Colères paysannes dans le Sud-Ouest de la France contre la baisse des prix agricoles

09 février 1980
47s
Réf. 01060

Notice

Résumé :

Pour protester contre la baisse des prix agricoles, provoquée notamment par la concurrence de l'agriculture espagnole, les paysans du Languedoc-Roussillon expriment leur colère en organisant différentes manifestations.

Date de diffusion :
09 février 1980
Source :

Contexte historique

A partir des années 1970, l'agriculture française doit faire face à un certain nombre de problèmes, dont le principal consiste en un déséquilibre croissant entre l'offre et la demande. L'accroissement de la productivité et de la production coïncide avec une certaine saturation des marchés liée à la stagnation de la demande intérieure mais également à la libéralisation des échanges et le développement d'une importante concurrence.

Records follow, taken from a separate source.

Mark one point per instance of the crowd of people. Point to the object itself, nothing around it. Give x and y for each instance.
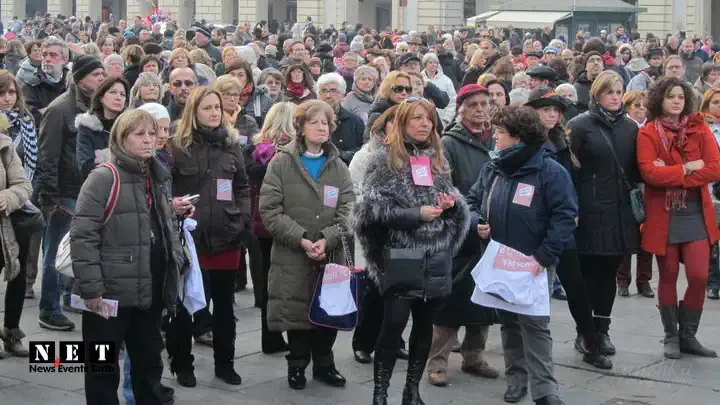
(285, 145)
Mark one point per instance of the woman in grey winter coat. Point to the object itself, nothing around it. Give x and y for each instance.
(410, 221)
(130, 254)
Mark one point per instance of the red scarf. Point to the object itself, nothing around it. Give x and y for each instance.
(674, 136)
(297, 89)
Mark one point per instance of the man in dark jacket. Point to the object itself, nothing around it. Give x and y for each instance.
(41, 86)
(348, 135)
(57, 180)
(467, 144)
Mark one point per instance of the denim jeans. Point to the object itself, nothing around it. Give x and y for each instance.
(127, 382)
(58, 224)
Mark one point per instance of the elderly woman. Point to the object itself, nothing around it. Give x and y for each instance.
(234, 114)
(277, 131)
(131, 255)
(678, 158)
(603, 141)
(252, 98)
(306, 230)
(410, 207)
(433, 73)
(147, 89)
(360, 99)
(541, 231)
(114, 65)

Dans ces conditions, les prix des produits agricoles connaissent une baisse sensible qui se répercute sur le niveau des revenus des agriculteurs. Cette situation débouche sur un véritable malaise pour de nombreux paysans, qui se traduit par des manifestations de colère sporadique : barrages routiers, déprédations de biens publics, destructions de stocks de produits agricoles, produits déchargés sur la voie publique, marche sur les préfectures...

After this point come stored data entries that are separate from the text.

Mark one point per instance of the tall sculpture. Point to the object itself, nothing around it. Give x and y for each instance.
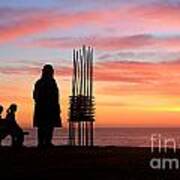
(81, 111)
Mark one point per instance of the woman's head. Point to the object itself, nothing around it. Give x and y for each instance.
(48, 70)
(12, 108)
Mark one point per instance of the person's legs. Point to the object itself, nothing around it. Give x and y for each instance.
(49, 135)
(17, 137)
(41, 136)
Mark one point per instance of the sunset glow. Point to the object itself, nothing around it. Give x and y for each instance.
(137, 56)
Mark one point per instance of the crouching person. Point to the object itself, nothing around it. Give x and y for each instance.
(12, 128)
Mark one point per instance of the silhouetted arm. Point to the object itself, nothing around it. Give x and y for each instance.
(36, 92)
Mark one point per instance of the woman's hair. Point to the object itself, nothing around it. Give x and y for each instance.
(12, 108)
(47, 70)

Ces "colères paysannes" ne sont pas nouvelles (cf. barrages paysans dans les régions du Centre en 1953, occupation de la sous-préfecture de Morlaix en 1961...). Elles connaissent cependant une certaine recrudescence au début des années 1980 suite à la pression exercée sur les prix agricoles par l'élargissement du marché commun vers des pays du Sud de l'Europe (Espagne, Portugal...).

Fabrice Grenard

Éclairage média

Les images insistent sur les débordements et la violence des manifestations paysannes (camions détruits, stocks et véhicules incendiés...). Plusieurs gros plans sont effectués sur les cageots de fruits et légumes détruits. Ces images sont forcément déplaisantes pour de nombreux téléspectateurs qui sont aussi des consommateurs.

Fabrice Grenard

Transcription

Pierre Babey
Trois camions incendiés, huit autres complètement vidés de leurs cargaisons, les organisations professionnelles ne voulaient pas en arriver là. Elles auraient, disent-elles, été débordées par des éléments particulièrement passionnés. Résultat en tout cas, ces scènes de pillage à l'entrée du marché international Saint Charles à Perpignan, puis sur la bretelle autoroutière entre la métropole catalane et le poste des douanes du Boulou. Après le train de salades, il y a quinze jours, ce sont donc des caisses d'oranges, de poivrons, de tomates, d'artichauts qui ont fait les frais de la colère antihispanique des maraîchers catalans. A l'origine de cette nouvelle flambée de violence, la dégradation des cours des fruits et légumes. Un exemple, l'an dernier, une salade était payée 1 franc au producteur français, cette année elle ne lui rapporte plus que 40 centimes. D'où l'amertume des professionnels devant les exportations devant les importations espagnoles.